As the international price of oil rebounds and presently peaking at around 80USD, the cost of landing the imported product on our shores has equally increased. This makes the fixed pump price of petrol at N145 unrealistic. We recall that the extant pump price was fixed in 2016, when the landing cost was less than N120 and allowed a reasonable margin of profit for all those involved in the business. It was the basis on which government announced that it was done with subsidy payments as a policy.
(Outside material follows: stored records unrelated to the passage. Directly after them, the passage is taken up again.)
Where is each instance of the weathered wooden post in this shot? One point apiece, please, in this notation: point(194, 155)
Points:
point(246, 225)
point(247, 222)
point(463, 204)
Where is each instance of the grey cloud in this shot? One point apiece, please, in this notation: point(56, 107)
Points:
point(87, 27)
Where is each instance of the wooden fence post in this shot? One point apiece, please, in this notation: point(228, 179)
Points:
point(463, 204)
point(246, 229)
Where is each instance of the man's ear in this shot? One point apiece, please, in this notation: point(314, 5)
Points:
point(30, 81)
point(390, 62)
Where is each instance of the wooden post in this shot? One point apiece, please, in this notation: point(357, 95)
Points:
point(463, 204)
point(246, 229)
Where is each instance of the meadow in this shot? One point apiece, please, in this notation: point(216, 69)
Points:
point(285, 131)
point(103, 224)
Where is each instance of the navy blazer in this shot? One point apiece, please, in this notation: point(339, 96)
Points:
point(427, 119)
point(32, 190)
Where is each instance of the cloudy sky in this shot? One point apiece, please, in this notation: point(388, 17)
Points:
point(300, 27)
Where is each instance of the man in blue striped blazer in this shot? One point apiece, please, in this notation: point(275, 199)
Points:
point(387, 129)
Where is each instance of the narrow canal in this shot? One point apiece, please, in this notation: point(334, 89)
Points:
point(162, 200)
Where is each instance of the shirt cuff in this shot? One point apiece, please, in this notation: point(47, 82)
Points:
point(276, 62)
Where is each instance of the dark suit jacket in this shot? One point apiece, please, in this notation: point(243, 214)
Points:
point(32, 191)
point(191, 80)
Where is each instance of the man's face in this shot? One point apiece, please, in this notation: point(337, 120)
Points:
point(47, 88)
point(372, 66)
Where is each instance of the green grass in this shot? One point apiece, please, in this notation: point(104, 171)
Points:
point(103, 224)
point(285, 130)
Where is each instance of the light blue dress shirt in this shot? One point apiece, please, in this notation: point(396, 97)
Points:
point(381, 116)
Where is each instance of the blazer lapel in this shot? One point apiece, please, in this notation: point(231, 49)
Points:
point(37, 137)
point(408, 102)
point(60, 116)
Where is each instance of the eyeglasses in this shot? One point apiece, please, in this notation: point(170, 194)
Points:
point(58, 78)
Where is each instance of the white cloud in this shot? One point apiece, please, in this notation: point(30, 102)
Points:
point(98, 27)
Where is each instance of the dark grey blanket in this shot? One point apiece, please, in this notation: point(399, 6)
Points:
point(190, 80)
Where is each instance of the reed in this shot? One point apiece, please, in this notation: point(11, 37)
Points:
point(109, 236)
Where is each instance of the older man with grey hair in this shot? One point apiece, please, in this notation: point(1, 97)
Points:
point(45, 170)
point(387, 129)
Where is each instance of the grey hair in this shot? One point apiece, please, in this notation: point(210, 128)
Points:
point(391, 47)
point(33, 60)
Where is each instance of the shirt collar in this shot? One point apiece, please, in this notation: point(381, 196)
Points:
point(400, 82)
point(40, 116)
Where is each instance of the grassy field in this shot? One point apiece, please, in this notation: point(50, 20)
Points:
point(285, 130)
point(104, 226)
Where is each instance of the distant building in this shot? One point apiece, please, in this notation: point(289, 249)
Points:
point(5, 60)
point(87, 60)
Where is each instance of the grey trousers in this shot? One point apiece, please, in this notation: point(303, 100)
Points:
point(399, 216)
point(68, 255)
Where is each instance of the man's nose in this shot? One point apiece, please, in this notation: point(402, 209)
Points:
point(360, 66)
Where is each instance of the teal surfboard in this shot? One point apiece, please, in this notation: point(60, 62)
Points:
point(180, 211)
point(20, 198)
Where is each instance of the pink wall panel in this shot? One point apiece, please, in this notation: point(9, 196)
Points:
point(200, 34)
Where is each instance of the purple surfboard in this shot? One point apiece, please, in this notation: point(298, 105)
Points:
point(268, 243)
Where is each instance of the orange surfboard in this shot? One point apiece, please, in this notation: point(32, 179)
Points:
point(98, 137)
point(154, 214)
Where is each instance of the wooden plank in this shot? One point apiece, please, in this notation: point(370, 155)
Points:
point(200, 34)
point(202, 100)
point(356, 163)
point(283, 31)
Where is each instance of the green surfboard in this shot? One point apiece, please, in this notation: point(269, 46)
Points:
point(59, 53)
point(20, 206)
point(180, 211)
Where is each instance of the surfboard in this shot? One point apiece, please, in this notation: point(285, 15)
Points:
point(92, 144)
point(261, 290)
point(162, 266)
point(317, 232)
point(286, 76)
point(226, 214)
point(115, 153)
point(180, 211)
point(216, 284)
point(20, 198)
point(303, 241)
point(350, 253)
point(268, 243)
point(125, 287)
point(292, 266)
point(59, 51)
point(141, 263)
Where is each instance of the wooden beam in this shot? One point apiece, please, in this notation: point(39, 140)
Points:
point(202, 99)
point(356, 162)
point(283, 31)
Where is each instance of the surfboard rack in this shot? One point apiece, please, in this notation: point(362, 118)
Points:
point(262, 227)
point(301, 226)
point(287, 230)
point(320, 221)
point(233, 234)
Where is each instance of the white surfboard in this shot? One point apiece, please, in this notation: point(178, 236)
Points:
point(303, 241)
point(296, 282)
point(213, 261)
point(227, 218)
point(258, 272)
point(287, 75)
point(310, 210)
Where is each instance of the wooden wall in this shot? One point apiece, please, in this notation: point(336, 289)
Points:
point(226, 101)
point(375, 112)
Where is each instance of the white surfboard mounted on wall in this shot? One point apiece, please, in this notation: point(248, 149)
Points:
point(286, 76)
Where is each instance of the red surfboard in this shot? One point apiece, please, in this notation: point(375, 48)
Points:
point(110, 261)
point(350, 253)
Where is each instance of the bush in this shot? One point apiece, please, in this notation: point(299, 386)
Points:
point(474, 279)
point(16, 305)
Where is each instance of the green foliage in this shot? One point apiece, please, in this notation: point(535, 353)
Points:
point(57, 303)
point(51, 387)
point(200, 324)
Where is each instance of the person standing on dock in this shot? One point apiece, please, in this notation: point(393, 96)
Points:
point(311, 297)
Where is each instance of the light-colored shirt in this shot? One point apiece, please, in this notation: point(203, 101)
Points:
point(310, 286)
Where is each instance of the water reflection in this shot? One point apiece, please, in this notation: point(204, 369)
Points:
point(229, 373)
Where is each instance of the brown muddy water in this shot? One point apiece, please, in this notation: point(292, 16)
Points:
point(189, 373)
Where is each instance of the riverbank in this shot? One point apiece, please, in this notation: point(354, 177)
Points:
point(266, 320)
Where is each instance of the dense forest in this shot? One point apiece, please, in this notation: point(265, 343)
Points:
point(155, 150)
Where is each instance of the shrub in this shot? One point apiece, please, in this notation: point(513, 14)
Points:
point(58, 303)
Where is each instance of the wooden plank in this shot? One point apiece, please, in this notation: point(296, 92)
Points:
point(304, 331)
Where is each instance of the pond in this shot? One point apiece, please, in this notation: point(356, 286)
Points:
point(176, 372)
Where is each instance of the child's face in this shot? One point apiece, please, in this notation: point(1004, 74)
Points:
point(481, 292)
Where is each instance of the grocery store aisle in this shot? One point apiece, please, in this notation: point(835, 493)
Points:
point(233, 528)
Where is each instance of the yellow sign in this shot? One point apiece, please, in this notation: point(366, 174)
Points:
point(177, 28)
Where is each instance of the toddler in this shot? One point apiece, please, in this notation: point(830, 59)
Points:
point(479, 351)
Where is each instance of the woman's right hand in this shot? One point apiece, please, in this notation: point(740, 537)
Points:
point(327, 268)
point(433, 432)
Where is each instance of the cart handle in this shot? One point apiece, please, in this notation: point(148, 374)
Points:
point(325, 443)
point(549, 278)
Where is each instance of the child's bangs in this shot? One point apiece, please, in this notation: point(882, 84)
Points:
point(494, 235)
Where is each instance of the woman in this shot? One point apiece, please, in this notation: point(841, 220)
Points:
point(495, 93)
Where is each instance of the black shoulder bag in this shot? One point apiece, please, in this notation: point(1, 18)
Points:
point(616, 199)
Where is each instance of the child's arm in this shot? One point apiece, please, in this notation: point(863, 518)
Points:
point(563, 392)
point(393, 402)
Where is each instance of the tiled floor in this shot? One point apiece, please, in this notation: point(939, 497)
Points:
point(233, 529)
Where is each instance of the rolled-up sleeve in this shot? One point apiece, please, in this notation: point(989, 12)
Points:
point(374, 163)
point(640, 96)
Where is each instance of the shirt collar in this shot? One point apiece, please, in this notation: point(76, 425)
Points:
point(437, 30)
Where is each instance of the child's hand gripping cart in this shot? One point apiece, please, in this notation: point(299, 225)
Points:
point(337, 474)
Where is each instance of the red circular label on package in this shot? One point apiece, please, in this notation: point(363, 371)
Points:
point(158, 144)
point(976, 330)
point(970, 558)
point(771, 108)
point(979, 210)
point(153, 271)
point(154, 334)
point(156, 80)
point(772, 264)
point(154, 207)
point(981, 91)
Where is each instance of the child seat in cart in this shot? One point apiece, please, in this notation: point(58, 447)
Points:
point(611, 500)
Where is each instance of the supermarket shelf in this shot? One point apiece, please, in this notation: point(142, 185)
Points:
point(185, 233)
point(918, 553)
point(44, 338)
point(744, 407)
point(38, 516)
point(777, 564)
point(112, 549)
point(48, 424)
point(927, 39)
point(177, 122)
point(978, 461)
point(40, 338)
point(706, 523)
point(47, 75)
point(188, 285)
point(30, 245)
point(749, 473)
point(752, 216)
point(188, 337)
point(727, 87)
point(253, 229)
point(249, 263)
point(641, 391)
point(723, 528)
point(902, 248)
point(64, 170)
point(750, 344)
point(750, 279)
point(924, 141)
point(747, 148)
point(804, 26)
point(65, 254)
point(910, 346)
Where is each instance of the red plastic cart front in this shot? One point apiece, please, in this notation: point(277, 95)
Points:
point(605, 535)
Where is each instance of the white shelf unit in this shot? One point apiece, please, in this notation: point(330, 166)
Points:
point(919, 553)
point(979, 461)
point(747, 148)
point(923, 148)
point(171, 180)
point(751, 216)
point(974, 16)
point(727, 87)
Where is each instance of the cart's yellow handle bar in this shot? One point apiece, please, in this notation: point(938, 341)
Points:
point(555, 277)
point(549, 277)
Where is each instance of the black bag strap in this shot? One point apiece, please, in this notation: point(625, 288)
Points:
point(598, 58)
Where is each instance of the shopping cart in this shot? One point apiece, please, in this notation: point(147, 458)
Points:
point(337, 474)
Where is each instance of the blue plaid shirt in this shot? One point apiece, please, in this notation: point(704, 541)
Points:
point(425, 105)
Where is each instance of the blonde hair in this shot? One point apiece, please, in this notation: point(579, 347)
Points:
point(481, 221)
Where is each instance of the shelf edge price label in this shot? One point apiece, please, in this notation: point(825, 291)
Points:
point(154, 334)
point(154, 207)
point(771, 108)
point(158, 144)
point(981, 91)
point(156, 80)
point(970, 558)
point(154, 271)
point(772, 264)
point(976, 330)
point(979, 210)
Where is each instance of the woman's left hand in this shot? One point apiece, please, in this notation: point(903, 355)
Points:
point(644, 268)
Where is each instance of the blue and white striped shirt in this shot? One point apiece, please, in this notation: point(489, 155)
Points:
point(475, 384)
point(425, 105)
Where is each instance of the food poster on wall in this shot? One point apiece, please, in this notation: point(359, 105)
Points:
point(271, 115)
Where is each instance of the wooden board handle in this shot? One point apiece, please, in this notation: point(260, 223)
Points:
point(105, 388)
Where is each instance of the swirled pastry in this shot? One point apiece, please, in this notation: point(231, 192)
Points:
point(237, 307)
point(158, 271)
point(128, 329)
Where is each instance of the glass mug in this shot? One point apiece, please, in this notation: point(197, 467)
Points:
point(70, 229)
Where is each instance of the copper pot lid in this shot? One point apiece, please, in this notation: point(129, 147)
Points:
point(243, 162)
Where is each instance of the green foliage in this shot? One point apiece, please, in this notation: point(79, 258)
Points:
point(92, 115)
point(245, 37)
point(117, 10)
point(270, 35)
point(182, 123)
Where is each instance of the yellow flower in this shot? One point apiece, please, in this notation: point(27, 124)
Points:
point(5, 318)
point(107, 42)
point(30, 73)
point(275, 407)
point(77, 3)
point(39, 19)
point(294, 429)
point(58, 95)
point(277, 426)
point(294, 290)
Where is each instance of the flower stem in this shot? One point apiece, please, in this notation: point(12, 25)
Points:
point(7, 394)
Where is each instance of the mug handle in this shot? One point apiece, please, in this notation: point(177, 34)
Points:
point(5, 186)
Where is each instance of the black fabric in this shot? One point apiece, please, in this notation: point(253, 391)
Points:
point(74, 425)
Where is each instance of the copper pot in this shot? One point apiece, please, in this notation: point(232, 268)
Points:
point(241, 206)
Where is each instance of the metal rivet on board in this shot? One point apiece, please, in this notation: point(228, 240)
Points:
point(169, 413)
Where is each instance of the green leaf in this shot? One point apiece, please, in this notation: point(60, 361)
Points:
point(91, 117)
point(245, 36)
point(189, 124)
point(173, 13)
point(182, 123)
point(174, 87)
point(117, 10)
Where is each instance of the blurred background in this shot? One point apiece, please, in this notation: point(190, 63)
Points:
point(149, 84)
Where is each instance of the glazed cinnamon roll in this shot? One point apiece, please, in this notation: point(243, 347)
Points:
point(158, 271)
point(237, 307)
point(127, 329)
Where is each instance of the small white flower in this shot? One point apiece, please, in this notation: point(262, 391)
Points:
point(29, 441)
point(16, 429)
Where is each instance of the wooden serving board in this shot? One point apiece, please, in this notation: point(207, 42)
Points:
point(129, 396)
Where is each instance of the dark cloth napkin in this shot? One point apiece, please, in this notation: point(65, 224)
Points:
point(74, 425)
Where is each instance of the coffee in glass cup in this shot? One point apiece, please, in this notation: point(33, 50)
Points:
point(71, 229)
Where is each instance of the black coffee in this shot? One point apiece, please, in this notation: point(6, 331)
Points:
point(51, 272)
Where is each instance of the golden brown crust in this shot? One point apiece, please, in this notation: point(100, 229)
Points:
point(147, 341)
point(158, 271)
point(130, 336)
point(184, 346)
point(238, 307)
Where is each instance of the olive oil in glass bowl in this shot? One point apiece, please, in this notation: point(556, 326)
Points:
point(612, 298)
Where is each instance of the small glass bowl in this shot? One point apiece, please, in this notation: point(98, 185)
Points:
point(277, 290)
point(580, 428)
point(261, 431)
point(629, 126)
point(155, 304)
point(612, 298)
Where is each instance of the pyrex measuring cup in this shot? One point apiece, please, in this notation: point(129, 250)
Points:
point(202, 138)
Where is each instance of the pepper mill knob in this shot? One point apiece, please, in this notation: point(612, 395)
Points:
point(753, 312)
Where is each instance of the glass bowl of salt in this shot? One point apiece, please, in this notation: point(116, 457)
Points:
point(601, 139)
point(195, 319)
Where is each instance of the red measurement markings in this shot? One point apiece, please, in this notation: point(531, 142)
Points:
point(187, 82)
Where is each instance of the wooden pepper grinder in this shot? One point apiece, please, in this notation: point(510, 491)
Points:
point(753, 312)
But the present realities have undone the calculation as the independent importers of the product have since pulled out as a result of the hostile market situation and left only the NNPC as the sole importer of the product. When the international price of oil was about 50USD at the end of last year and the shortfall experienced in the supply of petroleum products during the Christmas season, the NNPC said the landing cost was N171. That must have risen to over N200 now that oil is selling at about 80USD in the market.

With the pump price of petrol fixed at N145 and landing cost going above the expected threshold, who would pay the difference? This is what has led the country to the under-recovery regime. Now, the NNPC, as sole importer of the products has to come clean on its figures. The citizens on whose behalf they import the products, and lately the Governors’ Forum have doubts about their calculations.

A long-term solution would be for government to find the political will to do away with the questionable subsidy regime. Let the government provide the enabling environment for new refineries to be built and optimise the local refining capacity of existing ones. There is no way the government can sustain the current subsidy regime.